The Squam Conservation Internship provides skills and experience for future conservation professionals while working as the driving force behind the SLA’s conservation mission. This volunteer internship provides hands-on conservation work experience and certifications over a broad range of activities. Interns serve as campsite hosts and caretakers at our backcountry campsites, work toward the eradication of variable milfoil, help preserve loon populations on Squam, engage both youth and adults in environmental education, and perform other conservation duties such as shoreline restoration and trail maintenance and construction. Squam Conservation Interns also regularly write about their experiences in the Squam Watershed. Learn more about the internship program here.
August 22, 2016
As I crank a sentence out between each passing boat at the Route 113 launch, I reflect fondly (and briefly) on a blue-sky summer drawing ever closer to its imminent ending. For those planning on catching the bass and the rays until Labor Day and beyond, I suggest letting this journal entry stay unread until you are ready to throw the boat on the trailer and head back home. For those who are taking note of the nights growing colder and longer, buying this year’s textbooks, maybe even starting to wax the skis, I hope that this entry will take you back to some of your warmest days of summer.

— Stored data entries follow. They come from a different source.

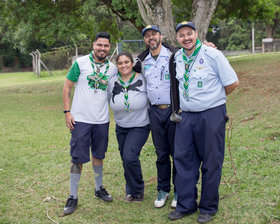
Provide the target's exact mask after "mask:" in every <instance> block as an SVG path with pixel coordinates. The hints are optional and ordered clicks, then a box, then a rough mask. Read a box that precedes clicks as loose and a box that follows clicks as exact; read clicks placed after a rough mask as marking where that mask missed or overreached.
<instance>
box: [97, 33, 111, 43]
mask: <svg viewBox="0 0 280 224" xmlns="http://www.w3.org/2000/svg"><path fill="white" fill-rule="evenodd" d="M98 38H106V39H108V40H109V43H111V39H110V34H109V33H107V32H99V33H97V34H96V36H95V38H94V41H97V39H98Z"/></svg>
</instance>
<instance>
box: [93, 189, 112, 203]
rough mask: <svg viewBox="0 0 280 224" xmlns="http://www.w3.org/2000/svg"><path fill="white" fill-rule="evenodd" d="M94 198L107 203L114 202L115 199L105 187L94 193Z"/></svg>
mask: <svg viewBox="0 0 280 224" xmlns="http://www.w3.org/2000/svg"><path fill="white" fill-rule="evenodd" d="M94 192H95V193H94V196H95V197H97V198H100V199H101V200H102V201H105V202H112V201H113V198H112V196H111V195H110V194H108V192H107V191H106V190H105V188H104V187H103V186H101V187H100V190H99V191H96V190H95V191H94Z"/></svg>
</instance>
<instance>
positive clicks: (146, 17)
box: [137, 0, 176, 46]
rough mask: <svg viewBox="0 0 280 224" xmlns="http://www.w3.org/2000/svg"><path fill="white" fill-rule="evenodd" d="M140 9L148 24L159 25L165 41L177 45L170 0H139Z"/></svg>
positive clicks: (138, 3) (169, 43)
mask: <svg viewBox="0 0 280 224" xmlns="http://www.w3.org/2000/svg"><path fill="white" fill-rule="evenodd" d="M137 4H138V7H139V11H140V13H141V16H142V18H143V20H144V22H145V23H146V25H157V26H158V27H159V28H160V30H161V33H162V35H163V39H164V42H166V43H169V44H172V45H173V46H176V36H175V31H174V21H173V14H172V4H171V1H170V0H137Z"/></svg>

To myself and the eight interns that I’m proud to call my friends, this lake has nurtured our bodies and souls the way that only the most special places may.
Coming from a variety of backgrounds, all seeking different things from a summer internship, Squam Lake brought in a bunch of rag-tag college-ish folk and, under the guise of trail work, diving, caretaking, and lake hosting, bound them together for a few months. What started as the pure knee jerk reaction to socialize and fraternize with your fellow workers has led us to this place, where we feel a little piece of ourselves lost to the wind as the first of us say our farewells and make the journey back to dorm rooms and dining halls.
Summers in New Hampshire are a very special thing. After a (usually) long winter, when the lake opens its arms up to us for yet another season, most of us come running. As Squam Conservation Interns, we yield from the uninhibited mindset some (though few, on this lake) take towards their recreation. We work the necessary, sometimes grueling, job that I have heard referred to a few times as “the Lord’s work”. We get our kayaking in, but as a dive tender to protect our Aquatic Invasive weed divers from passing boats. We get our time out on the pontoon and speed boats, but it is to deliver wood to a campsite or to check in campers. We get to read out in the sunshine, but it is only a few pages a time between spreading the word to boaters about Milfoil, lead-free tackle, and our treasured loons.
While I would say our job is necessary and, yes, sometimes taxing, we really are no heroes. Anyone on Squam can be an environmental steward; it comes down to cutting the pleasure with a little bit of work. Whether it's measuring the depth of a thermocline while boating with your family, making a conscious effort to stay on the trails, even just rinsing and draining your kayaks after using them, it is imperative that every patron of this watershed does their part.
In a few short days, all the interns will have left. The milfoil boat will significantly reduce its workload to a trip or two a week, the trail work will carry on with a smaller crew, and the Lake Hosting will be just a summer memory. What won’t stop, however, is the use of the lake, and the campsites, and the trails throughout Ashland, Holderness, Center Harbor and Sandwich. I used to think it was our responsibility as interns to preserve the beauty of the watershed. As the internship comes to a close, I realize now that the burden doesn’t fall on us alone, but is a weight that we as the blessed few that know of this area must all carry. Together, we can keep Squam Lake the hidden gem just south of the White Mountains that it has been since before any of us were around.
Kyle is from Concord, NH, and studies chemistry at Bates College in Maine.